Leaving the ecosystem in a better state than we found it
Finally, I will improve the ecosystem such that other people can build on top of the Anubis tooling. Among the other tasks involved with this:
- Publish tooling for automating the management of repositories stored in object storage buckets based on what I like about aptly and rpm-s3. This will probably be included into yeet depending on facts and circumstances.
- Publish Software Bill of Materials (SBOM) reports with all packages. Ideally this will be done in the package themselves, but the important part is to make them available at all.
- Add Alpine and Arch Linux packages/repositories.

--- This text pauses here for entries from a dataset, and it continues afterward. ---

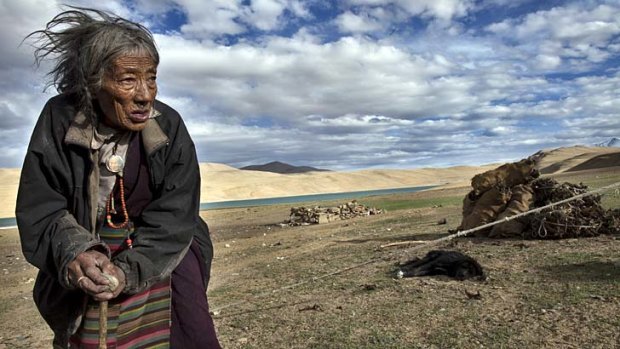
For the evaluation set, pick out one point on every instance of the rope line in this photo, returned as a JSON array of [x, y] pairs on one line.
[[217, 311]]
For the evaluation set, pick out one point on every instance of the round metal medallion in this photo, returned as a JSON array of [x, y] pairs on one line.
[[115, 163]]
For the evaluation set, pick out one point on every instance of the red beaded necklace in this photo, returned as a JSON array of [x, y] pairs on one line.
[[124, 224]]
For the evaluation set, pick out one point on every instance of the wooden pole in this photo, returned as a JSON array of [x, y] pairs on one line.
[[103, 324]]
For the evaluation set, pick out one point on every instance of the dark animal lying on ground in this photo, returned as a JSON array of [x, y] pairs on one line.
[[438, 262]]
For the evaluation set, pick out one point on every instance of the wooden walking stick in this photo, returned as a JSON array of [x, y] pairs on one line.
[[103, 313]]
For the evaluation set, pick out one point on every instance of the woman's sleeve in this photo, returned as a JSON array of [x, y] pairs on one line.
[[50, 235]]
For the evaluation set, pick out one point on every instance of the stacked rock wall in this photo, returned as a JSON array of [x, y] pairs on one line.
[[319, 215]]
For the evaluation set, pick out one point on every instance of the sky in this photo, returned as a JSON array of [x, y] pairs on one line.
[[355, 84]]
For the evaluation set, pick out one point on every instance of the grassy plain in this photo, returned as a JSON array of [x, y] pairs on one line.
[[332, 285], [291, 287]]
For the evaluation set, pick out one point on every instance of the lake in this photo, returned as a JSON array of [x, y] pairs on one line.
[[6, 223]]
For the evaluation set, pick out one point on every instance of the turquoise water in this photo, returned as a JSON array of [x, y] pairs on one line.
[[309, 198], [10, 222]]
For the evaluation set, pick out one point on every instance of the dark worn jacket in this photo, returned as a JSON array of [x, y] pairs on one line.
[[57, 200]]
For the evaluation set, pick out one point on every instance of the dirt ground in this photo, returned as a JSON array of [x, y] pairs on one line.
[[333, 285]]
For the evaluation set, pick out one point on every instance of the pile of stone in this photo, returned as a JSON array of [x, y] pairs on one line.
[[319, 215]]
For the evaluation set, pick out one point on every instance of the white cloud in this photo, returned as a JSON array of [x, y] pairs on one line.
[[435, 95], [349, 22], [579, 33]]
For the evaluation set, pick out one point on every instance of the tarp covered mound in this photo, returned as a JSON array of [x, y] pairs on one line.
[[512, 189]]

By the way, regarding Software Bills of Materials, I have not found clear guidance in Ubuntu, Debian, OpenSUSE, Red Hat, or Fedora's documentation on what I'm supposed to do with it or where to put it so that the system can collect and merge it. This is extra important from the perspective of Anubis because this packaging strategy is bypassing the normal flow for building distribution packages. Am I missing something? I found a dead thread about adding the SBOM to an RPM header, but that's it.
This will take time
As much as I'd love to end this with a "and here's how you can try this now" invitation, I'm simply not ready for that yet. This is gonna take time, and the best way to make this happen faster is to donate to the project so I can focus more of my free time on Anubis.
Also, don't do the mistake I did. I started playing Final Fantasy 14. It is so good. It sucks you in hard. 10/10. Don't play it unless you're willing to get enthralled by it.
Hopefully the expanded forms of yeet and whatever repository management tooling end up being useful to other projects. But for now, I'm starting with something small, slim, and opinionated. It's much easier to remove opinions from a project than it is to add them.
In the meantime, I hope you can understand why I've only shipped a Docker/OCI/Podman image so far. The amount of scope reduction is immense. However this project is getting popular and in order to show I'm taking it seriously I need to expand the packaging scope to include machines that don't run Docker.